16/11/2025
Por estes dias, por todo o lado, ouço falar em superar a perda. Que ilusão. A morte de quem amamos não é um desafio de superação, um episódio de autoajuda. O luto não é um degrau; é um buraco. Não se supera a perda; aprende-se a respirar ao lado dela, com ela sentada no meio da sala, a olhar para nós todos os dias. Torna-se parte da mobília, da rotina, da pele.
Perder alguém é uma amputação sem anestesia. Ficas de pé; mas a coxear para sempre. Não há prótese emocional que devolva o que te foi arrancado. Continuar a viver é reaprender tudo do zero: reaprender a levantar-se, a cozinhar, a sair à rua, a não perguntar automaticamente “já lhe contaste isto?”, porque já não há ninguém a quem contar.

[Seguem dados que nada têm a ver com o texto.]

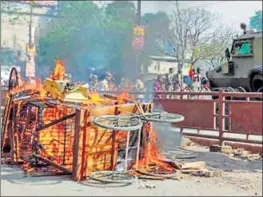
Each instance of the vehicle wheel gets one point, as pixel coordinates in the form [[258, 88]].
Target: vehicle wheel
[[257, 83]]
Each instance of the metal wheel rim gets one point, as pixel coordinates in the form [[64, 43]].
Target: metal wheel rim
[[138, 124], [132, 179], [242, 89], [260, 89], [153, 117]]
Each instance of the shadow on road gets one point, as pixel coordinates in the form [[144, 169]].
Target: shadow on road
[[216, 160]]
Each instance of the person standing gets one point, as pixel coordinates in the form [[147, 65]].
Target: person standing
[[170, 80], [158, 86], [95, 83], [139, 87], [104, 84]]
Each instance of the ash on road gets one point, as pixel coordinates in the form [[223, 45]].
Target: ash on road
[[241, 178]]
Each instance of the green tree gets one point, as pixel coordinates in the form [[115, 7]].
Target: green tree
[[255, 22], [88, 36]]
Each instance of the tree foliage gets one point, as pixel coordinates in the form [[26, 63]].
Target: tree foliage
[[255, 21], [88, 36], [198, 35]]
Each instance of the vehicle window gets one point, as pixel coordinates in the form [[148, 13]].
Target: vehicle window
[[242, 48]]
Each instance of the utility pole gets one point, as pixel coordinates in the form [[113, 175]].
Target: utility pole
[[30, 26], [139, 12], [30, 65], [138, 66]]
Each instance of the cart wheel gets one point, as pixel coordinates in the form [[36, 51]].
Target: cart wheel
[[162, 117], [120, 123]]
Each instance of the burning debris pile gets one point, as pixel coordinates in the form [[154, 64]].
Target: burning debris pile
[[60, 127]]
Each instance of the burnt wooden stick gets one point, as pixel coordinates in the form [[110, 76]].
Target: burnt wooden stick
[[116, 98], [52, 164], [151, 177]]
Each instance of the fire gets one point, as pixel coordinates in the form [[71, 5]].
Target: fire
[[55, 142]]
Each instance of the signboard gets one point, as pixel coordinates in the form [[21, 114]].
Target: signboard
[[31, 50], [30, 69], [138, 31], [42, 3], [138, 38], [30, 65]]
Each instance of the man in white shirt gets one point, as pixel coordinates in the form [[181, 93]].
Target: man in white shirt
[[104, 84]]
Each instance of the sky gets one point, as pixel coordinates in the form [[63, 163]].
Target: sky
[[232, 12]]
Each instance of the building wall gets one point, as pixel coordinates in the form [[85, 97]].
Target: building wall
[[15, 33]]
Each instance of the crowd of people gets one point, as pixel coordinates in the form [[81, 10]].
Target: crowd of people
[[169, 82]]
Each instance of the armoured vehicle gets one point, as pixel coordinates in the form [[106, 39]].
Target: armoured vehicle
[[244, 64]]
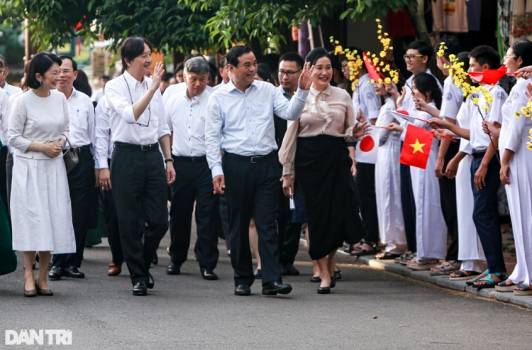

Reaprender a sorrir com culpa: reaprender a existir com menos.
Dizem-te que vai passar, que o tempo cura, que vais ultrapassar. A mentira dói mais do que a verdade. Não digam isso. Nunca. Não digam a quem perdeu que um dia vai esquecer. O vazio não se apaga; coabita-se. Tentas preenchê-lo e ele cresce. É uma ferida húmida: se lhe mexes, infecta.
Digam outra coisa.
Digam: “aguenta”.
Digam: “sobrevive como conseguires”.
Digam: “não estás só, mesmo quando estiveres”.
Digam: “não precisas de estar bem”.
Há coisas que não passam. Há dores que se tornam a nossa nova mobília interior. Vai haver dias — raros — em que a dor abranda, em que a ausência deixa de gritar. Nesse silêncio precário, percebe-se: amar alguém é nunca mais ficar inteiro; mas também é nunca mais ficar verdadeiramente só.